A few days before I left, someone asked what lesson God had been teaching me lately. I answered easily, “letting go of control.” After all, that was all I had been talking about–how this wasn’t my plan, that I felt like I had no control over what was happening or what would happen in the future. However, the more I thought about it, there was so much more than that. Loss of control was the top of the iceberg, but below that was the process of dealing with my animosity against vulnerability, weakness, and trust.
When the typhoon hit and our living standards plummeted to that of a developing country, it forced me to put into action the advice that a good college friend told me before I left–don’t let technology keep you from what is right in front of you. It forced me to move beyond the walls of isolation that I had built up around myself.

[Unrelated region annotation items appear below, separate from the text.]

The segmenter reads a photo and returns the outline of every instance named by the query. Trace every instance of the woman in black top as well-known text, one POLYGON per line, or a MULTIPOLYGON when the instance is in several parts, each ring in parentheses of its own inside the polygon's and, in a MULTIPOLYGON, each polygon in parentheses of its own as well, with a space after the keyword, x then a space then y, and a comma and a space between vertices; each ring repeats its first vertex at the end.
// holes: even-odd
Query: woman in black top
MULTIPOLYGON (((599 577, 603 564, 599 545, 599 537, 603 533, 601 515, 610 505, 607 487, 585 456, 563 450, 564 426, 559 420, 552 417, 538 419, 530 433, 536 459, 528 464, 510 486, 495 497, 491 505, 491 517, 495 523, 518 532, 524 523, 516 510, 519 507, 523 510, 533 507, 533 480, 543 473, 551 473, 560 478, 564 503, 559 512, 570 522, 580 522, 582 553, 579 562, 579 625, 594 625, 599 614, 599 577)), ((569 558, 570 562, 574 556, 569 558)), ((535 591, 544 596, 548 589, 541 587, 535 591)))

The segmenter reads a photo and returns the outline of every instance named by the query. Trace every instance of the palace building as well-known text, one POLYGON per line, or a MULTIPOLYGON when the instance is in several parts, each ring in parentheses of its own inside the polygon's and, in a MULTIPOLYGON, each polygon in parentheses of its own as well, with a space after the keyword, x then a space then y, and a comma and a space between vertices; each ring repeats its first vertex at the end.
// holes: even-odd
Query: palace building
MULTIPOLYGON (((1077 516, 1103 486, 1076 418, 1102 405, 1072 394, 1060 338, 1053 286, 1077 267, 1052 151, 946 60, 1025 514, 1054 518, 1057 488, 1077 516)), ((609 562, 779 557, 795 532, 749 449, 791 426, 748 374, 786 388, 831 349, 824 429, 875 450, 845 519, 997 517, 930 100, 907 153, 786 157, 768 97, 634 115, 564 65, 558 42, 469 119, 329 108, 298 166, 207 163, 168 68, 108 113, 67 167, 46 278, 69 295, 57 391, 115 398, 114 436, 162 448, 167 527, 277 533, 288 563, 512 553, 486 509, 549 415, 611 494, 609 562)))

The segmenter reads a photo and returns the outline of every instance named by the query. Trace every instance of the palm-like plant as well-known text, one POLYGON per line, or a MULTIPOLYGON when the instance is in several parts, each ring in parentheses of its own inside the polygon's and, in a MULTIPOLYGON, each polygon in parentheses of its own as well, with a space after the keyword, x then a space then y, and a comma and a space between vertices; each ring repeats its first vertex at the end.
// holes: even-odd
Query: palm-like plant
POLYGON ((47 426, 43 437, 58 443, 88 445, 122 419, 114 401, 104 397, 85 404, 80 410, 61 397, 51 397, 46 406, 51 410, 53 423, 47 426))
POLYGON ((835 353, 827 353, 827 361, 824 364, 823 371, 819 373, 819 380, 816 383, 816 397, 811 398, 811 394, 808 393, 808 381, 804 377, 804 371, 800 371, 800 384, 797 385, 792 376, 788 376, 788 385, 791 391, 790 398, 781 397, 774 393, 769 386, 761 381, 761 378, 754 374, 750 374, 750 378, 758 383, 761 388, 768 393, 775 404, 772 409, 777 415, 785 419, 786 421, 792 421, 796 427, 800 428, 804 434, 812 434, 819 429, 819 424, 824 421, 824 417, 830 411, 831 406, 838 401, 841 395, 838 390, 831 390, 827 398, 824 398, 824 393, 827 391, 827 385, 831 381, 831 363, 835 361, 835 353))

During those last few weeks, I could no longer spend hours watching Doctor Who reruns, playing games on my phone, or checking Facebook and messaging those from home. Instead, I was forced to do what I should have been doing from the beginning–investing in relationships and spending time with those around me. In reaching out, I built friendships, found encouragement, and learned to be more open about my imperfections, struggles, and pain. I allowed myself to be vulnerable as I confronted conflict and spoke honestly about my feelings.
In these times when I am completely out of my comfort zone, God steps in with his courage, strength, and peace. And when I allow myself to be weak and vulnerable, to trust in him, I find freedom. Because he is greater than I, his plans are higher than my own. So that’s my prayer: that I step away from comfortability, take risks, be vulnerable, and move towards trusting God completely. Lord, let me be weak, because in my weakness, you are strongest.